Indiana football closed out its whimper of a season with a whimper of a game. The Hoosiers dropped the Old Oaken Bucket game to Purdue, 30-16. It’s the second straight rivalry game win for the Boilermakers and their fourth in the last five contests.
And now, once again, Indiana (4-8, 2-7) enters the offseason in need of soul-searching.
This year is different than last year. The Hoosiers entered 2021 ranked in the AP Top 25, and full of promise after a successful stretch in 2019-2020. The ruins left by that season were accentuated by the expectations that preceded them.
While the frequent pain the 2022 season caused is similar, this season can’t be called a letdown like 2021.
A disappointment? Sure. But these Hoosiers did not fall short of expectations. Per The Action Network, Indiana’s win total in early August was four.
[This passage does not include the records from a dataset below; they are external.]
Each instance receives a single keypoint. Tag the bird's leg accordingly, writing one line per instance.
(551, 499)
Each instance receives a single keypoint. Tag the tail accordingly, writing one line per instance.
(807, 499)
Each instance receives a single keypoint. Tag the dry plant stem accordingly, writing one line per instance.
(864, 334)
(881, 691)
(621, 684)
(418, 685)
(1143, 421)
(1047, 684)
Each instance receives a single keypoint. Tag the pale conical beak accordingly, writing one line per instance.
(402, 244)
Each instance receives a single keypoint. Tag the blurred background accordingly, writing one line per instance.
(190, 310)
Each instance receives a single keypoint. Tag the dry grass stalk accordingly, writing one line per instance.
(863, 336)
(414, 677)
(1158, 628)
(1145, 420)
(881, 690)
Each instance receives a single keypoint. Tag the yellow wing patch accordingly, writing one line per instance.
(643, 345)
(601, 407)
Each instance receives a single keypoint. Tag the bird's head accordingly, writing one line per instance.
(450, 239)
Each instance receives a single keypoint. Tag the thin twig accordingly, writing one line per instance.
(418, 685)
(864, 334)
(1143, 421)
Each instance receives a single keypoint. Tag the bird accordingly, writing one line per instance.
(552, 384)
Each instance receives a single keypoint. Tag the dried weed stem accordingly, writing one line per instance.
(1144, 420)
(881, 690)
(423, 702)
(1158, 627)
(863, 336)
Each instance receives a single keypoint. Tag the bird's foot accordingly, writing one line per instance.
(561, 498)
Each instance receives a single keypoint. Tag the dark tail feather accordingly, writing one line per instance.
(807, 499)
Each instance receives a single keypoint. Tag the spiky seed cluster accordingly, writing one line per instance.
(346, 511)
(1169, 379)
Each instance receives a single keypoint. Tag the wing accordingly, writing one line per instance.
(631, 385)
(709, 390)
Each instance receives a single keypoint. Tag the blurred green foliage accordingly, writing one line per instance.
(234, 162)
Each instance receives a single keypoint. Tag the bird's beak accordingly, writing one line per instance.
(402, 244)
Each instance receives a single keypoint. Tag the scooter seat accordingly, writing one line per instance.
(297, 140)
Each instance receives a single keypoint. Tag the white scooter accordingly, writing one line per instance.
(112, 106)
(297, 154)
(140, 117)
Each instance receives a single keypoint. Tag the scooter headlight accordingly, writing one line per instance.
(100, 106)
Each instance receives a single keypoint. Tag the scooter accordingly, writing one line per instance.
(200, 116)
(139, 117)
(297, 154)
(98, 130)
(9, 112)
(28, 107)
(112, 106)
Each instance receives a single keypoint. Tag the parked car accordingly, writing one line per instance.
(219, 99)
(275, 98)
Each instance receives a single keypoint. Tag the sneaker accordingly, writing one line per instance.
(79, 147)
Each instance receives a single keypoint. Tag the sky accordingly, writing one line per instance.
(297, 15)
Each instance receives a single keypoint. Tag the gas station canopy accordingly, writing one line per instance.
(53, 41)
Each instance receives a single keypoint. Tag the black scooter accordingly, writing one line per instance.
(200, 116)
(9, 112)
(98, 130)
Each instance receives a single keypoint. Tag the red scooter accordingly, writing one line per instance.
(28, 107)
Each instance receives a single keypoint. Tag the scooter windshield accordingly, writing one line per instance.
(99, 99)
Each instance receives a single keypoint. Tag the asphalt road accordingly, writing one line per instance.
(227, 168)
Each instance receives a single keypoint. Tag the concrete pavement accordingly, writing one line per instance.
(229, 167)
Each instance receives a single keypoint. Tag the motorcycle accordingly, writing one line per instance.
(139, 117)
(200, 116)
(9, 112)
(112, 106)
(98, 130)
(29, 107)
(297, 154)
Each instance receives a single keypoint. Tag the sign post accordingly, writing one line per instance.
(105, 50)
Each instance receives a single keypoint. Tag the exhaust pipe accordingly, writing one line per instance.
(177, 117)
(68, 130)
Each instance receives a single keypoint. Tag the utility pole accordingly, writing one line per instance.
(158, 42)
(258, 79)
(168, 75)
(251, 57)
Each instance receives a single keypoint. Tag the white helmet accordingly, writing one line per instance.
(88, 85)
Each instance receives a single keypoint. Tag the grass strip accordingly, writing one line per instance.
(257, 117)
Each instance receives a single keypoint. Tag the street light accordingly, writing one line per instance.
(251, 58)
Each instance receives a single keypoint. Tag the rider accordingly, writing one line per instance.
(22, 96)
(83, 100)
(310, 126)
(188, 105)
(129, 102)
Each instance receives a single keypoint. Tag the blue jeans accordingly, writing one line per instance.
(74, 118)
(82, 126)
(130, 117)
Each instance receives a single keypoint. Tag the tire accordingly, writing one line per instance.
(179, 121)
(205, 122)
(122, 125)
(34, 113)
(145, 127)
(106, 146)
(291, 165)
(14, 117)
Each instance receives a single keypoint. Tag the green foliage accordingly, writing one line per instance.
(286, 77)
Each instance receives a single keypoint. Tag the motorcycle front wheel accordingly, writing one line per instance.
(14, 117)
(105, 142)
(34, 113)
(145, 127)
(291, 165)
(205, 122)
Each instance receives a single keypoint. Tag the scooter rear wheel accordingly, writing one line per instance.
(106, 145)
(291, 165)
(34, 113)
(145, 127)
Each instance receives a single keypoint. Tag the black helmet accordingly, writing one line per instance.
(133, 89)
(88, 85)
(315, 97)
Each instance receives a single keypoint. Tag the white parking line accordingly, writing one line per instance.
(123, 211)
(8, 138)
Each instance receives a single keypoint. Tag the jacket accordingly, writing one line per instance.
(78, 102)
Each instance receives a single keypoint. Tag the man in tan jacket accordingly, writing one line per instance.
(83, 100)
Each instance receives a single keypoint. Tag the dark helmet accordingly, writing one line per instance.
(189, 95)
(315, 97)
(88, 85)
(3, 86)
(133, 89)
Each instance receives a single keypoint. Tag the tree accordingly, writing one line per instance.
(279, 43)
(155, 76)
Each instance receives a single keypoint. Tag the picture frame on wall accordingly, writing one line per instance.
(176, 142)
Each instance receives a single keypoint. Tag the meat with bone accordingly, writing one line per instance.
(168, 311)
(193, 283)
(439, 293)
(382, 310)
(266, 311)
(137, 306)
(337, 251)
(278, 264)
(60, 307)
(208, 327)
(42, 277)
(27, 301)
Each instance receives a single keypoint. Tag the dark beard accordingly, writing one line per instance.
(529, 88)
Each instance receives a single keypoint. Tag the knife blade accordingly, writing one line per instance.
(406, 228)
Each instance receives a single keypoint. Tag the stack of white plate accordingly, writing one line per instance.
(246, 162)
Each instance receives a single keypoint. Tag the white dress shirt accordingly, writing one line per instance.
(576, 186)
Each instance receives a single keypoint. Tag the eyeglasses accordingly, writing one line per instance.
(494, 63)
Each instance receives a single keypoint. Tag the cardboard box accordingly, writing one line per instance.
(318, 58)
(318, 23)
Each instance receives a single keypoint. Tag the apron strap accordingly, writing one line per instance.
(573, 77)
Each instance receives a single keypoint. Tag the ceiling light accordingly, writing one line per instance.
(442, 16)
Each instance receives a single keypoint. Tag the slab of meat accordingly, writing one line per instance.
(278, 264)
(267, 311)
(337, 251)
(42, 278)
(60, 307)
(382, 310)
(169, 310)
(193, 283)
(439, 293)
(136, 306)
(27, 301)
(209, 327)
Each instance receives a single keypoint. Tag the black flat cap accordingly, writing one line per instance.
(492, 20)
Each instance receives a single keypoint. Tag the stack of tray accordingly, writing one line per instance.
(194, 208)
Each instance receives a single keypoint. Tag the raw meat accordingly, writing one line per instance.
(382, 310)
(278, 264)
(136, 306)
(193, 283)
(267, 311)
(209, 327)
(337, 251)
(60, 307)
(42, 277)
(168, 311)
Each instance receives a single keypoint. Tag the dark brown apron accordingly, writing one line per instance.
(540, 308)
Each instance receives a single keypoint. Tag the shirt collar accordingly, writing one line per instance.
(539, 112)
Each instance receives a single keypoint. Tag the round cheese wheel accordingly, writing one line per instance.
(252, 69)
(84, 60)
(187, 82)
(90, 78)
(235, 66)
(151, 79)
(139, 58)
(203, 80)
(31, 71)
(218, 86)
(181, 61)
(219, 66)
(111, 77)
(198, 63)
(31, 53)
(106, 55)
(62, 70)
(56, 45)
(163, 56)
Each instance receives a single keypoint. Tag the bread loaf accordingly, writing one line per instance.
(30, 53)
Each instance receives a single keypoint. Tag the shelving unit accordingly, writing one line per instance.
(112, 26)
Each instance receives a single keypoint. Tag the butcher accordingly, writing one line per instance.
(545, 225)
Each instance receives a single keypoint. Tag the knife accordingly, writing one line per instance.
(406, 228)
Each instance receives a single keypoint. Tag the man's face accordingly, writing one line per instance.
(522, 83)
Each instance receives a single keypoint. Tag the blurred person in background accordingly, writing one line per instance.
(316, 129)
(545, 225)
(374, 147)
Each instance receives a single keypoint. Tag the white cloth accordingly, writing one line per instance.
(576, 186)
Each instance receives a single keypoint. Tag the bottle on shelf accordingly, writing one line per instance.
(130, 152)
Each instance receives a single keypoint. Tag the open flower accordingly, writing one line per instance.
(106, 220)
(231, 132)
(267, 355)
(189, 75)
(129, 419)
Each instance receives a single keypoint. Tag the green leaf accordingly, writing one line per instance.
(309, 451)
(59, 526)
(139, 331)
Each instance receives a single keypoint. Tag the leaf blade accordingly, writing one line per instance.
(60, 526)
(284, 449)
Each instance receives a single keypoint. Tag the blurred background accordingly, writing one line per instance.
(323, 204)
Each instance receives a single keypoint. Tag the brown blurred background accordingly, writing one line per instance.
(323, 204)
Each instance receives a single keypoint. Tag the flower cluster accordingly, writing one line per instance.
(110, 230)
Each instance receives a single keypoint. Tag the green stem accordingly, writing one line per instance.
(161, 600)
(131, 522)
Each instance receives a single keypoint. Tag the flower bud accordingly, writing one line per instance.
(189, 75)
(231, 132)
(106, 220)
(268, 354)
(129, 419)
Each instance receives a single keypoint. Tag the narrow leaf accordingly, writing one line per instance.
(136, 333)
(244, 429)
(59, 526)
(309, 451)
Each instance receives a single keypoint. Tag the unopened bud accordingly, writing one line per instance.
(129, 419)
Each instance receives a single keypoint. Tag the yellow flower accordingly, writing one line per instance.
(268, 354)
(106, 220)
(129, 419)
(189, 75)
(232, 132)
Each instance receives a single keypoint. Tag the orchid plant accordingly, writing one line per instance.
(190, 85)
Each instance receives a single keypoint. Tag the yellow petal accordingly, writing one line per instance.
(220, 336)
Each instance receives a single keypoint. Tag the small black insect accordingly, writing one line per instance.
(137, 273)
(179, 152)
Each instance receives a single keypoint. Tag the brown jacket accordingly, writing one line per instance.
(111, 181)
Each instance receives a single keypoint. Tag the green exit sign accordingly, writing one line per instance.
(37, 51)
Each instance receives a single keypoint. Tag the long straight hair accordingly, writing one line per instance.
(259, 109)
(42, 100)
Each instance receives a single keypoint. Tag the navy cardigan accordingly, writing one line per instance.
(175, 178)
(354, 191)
This is a team that was projected to be bad from the outset, and hit that mark exactly.
But that doesn’t sweeten the taste left in IU mouths after the clock hit triple-zeroes for the final time. Indiana started 3-0 — halfway to bowl eligibility right away — and missed opportunity after opportunity to inch closer to a bowl.
The wins were all marred by sloppy play or opponent mistakes that handed IU the game. The 2022 Indiana Hoosiers played a frustrating brand of football, a style that sounded much better in theory than in execution.
Indiana’s offensive tempo was meant to put pressure on opposing defenses, make it hard for them to substitute, force mistakes, and rack up points. The Hoosiers did that on occasion, but it caused just as many errors for themselves as it did for the opponents. Putting Dexter Williams II in at quarterback over Connor Bazelak late in the season gave the offense a jolt, another dynamic playmaker on the field for a team that didn’t have that many to begin with.
When Williams suffered a gruesome leg injury and Bazelak took over near the end of the first quarter in Saturday’s finale, it provided a reminder of just how bleak this Indiana offense looked for much of the season. The Hoosiers did outgain Purdue, but they racked up the difference-making yardage on the game’s final possession after the Boilermakers had already sealed the win.
IU’s defensive performance Saturday defined its entire season, in a way. Devin Mockobee plowed through Indiana defenders in the second half, and Purdue receivers punished IU’s secondary for six plays of 15 yards or more. The offensive ineptitude put the defense in an unfair position, but the manner of some of the lapses — like poor tackling and coverage breakdowns — left the defense with some fault anyway. Allen wants the defense to be this team’s foundation, and this edition of the Indiana defense was not that.
Given the external expectations for Indiana this season, it’s not a complete shock that the program is going into another offseason with questions to answer.
The troubling aspect of it is that many of those same questions are in the same areas as a year ago. Tom Allen opted for stability on the offensive line by retaining Darren Hiller, and addressed other concerns with hires like Walt Bell and Chad Wilt along with decisions like taking back defensive play-calling duties.
All of that led to the season IU just wrapped up — as rough as expected.
Allen faces some of the same issues going into 2023. What sort of coaching does the offensive line need to improve on its dismal returns from 2022? Is the current offensive scheme, with the roster in place, one that can be successful in the Big Ten? Who’s to blame for defensive problems with fundamentals and regression from some veterans, and what’s the best remedy? How can the program recruit successfully against conference foes with the NIL resources it’s working with?
And there are plenty more beyond that, both granular and broad. Some problems go beyond what Tom Allen can do on his own. But nonetheless, he has a lot of things to work through within the program.
And given the current state of Indiana football, he can’t afford to answer many more of those questions incorrectly.